By month’s end, the United States will pay off the arrears it owes to the World Health Organization as well as its current year obligations, the State Department announced Wednesday.
In remarks to the U.N. Security Council, Secretary of State Antony Blinken said the United States would provide more than $200 million “in assessed and current obligations to the WHO” as a “key step” toward complying with U.S. financial obligations as a member country.
In one of his first acts in office, President Joe Biden last month issued an executive order reversing former President Donald Trump’s decision last year to withdraw the United States from the WHO in a pique over the global health body’s relations with China.
“It reflects our renewed commitment to ensuring the WHO has the support it needs to lead the global response to the pandemic, even as we work to reform it for the future,” Blinken said.
The United States is the largest funder of the WHO and its dues to the body in 2020 were assessed at 22 percent of the organization’s budget, or nearly $127 million. Typically, Washington also makes a large voluntary contribution to the health body over and above its mandatory contribution. U.S. annual voluntary contributions to the WHO averaged $254 million from fiscal 2012 through fiscal 2018, according to a 2020 Congressional Research Service report.
Last spring, when Trump announced he was freezing payments to the WHO on the grounds the U.N. agency hadn’t pressed China hard enough about the origins of the coronavirus pandemic, the United States had already contributed $58 million of its assessed 2020 dues. Last fall, the State Department said it was reprogramming the rest of the 2020 WHO contribution or about $62 million to pay assessed dues to other parts of the United Nations.
Without ever specifically calling out China, Blinken said it was important that “all countries must make available all data from the earliest days of any outbreak.”
There is bipartisan agreement that the WHO was too willing, particularly in the earliest days of the COVID-19 outbreak, to accept Beijing’s assurances that it was handling the situation.
Some lawmakers and outside interest groups want to see the Biden administration use its re-engagement in the WHO to press for changes that would empower the United Nations agency to more forcefully demand timely access to information and data from member states about newly detected diseases.

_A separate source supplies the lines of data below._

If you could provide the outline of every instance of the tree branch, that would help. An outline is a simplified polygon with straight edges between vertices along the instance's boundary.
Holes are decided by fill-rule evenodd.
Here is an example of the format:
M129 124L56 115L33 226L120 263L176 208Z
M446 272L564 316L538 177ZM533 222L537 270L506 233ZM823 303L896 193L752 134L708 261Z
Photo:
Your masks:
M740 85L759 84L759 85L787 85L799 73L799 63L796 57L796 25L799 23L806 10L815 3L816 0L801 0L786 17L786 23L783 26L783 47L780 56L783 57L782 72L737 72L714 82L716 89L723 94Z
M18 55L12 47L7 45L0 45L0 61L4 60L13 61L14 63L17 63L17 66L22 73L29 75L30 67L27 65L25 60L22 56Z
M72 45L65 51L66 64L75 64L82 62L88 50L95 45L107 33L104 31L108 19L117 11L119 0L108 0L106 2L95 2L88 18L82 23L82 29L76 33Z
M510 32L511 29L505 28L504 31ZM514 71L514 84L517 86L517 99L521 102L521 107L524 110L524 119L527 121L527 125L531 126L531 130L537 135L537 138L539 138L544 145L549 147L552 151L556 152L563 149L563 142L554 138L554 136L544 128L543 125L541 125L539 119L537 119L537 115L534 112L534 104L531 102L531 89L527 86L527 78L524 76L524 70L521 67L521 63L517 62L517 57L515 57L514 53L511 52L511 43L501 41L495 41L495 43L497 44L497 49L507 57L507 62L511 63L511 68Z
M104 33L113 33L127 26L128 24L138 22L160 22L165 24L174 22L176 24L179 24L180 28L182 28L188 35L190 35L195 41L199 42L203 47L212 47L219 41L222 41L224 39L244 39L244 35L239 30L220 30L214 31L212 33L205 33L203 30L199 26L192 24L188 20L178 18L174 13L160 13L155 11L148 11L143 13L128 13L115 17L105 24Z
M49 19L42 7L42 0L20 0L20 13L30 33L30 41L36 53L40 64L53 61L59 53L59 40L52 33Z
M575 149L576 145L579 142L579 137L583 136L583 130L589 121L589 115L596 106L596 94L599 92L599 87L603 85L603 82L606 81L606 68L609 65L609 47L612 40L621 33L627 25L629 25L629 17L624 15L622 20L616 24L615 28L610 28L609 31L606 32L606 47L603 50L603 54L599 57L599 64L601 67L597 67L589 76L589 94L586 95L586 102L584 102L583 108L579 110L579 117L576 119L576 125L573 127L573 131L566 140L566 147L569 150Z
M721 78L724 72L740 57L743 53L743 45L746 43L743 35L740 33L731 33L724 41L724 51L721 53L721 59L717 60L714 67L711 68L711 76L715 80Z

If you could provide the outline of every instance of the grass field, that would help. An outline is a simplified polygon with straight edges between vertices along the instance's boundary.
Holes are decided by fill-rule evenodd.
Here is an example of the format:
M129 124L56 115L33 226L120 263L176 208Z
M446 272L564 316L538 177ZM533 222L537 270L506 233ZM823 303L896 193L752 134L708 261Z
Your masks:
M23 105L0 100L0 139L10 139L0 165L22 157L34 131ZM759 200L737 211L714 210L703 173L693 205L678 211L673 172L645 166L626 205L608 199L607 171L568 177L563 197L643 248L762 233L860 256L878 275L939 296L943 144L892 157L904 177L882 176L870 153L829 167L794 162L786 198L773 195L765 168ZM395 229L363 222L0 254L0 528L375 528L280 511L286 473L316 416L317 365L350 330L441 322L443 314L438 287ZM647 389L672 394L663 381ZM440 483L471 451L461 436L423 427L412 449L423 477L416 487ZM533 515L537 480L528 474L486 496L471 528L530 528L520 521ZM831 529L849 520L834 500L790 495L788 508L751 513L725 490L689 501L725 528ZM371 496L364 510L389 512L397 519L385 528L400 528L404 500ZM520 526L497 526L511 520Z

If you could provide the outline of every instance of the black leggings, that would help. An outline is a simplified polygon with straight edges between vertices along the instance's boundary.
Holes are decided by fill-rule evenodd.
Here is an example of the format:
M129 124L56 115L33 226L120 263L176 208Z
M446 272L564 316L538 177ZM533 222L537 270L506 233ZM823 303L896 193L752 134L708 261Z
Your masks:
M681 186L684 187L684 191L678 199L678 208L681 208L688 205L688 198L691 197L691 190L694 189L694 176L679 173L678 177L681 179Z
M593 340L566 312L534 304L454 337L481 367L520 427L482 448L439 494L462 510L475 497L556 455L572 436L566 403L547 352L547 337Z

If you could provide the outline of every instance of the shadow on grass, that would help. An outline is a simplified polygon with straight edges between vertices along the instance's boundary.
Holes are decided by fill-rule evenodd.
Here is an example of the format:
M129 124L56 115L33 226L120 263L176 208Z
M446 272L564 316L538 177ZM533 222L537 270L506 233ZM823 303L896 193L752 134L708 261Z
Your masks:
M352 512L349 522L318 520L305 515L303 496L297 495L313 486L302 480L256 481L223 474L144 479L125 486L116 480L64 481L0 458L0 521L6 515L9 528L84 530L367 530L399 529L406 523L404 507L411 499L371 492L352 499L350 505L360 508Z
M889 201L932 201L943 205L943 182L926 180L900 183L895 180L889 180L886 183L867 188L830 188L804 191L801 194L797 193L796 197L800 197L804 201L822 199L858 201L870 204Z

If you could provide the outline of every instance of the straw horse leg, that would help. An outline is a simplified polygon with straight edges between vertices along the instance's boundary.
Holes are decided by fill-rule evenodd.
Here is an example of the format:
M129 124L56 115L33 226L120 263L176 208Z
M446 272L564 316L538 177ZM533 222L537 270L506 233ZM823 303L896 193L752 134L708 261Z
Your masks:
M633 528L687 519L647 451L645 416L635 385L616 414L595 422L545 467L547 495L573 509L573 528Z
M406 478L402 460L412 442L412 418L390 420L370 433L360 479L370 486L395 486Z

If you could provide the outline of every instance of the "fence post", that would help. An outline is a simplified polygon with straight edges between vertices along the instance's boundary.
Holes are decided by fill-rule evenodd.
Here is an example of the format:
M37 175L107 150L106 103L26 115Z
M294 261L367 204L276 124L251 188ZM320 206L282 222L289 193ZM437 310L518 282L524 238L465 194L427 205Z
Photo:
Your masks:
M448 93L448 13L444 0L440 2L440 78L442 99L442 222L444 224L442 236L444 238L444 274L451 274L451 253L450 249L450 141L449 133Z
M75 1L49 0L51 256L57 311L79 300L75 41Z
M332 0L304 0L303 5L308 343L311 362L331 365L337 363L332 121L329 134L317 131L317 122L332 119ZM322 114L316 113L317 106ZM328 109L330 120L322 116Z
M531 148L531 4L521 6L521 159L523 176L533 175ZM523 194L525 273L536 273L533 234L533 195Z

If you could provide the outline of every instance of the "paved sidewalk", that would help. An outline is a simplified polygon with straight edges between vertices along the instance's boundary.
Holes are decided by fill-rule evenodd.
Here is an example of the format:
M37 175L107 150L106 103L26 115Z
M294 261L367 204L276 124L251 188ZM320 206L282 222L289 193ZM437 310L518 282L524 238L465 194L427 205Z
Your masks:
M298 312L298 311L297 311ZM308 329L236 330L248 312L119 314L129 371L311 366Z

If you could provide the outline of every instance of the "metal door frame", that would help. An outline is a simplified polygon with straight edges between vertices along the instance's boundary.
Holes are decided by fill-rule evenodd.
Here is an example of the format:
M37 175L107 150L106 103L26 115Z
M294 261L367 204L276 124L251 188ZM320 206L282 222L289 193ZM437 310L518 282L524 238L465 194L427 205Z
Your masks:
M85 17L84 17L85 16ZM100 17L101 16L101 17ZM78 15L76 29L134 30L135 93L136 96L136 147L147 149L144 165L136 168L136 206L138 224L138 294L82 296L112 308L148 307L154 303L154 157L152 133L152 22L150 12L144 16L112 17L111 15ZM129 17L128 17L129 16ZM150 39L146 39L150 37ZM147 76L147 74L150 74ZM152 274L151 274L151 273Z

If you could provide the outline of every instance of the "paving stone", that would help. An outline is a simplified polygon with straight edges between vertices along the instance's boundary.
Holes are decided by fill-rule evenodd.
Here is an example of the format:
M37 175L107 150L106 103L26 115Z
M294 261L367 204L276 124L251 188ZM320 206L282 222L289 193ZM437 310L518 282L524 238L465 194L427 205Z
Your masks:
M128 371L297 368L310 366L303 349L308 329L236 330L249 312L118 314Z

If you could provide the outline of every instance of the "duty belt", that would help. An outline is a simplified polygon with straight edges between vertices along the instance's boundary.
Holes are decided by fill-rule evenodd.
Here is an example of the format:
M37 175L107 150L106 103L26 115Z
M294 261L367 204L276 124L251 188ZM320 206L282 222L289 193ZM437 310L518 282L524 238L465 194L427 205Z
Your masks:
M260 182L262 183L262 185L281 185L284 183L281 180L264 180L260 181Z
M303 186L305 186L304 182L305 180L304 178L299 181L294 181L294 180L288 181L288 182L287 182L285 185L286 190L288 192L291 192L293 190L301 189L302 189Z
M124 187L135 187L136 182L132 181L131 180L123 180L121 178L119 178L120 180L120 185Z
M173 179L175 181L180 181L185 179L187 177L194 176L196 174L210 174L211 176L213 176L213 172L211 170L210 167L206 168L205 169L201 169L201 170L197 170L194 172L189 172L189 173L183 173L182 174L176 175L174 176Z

In a January memo of its policy recommendations for the Biden administration, the anti-poverty ONE Campaign said the United States should use the goodwill engendered with the likes of Germany, France and the United Kingdom by its rejoining of the World Health Organization “to pursue reforms that give [the WHO] a stronger mandate, sharpened tools for accountability, and reliable funding."
Specifically, the group recommended that the administration support a preliminary package of reforms at the World Health Assembly in 2021 and then bring the issues to the U.N. Security Council to build support among major powers for the changes.
“Going forward, all countries should participate in a transparent and robust process for preventing and responding to health emergencies so the world learns as much as possible as soon as possible,” Blinken said. “Transparency, information sharing, access for international experts — these must be the hallmarks of our common approach to what is truly a global challenge.”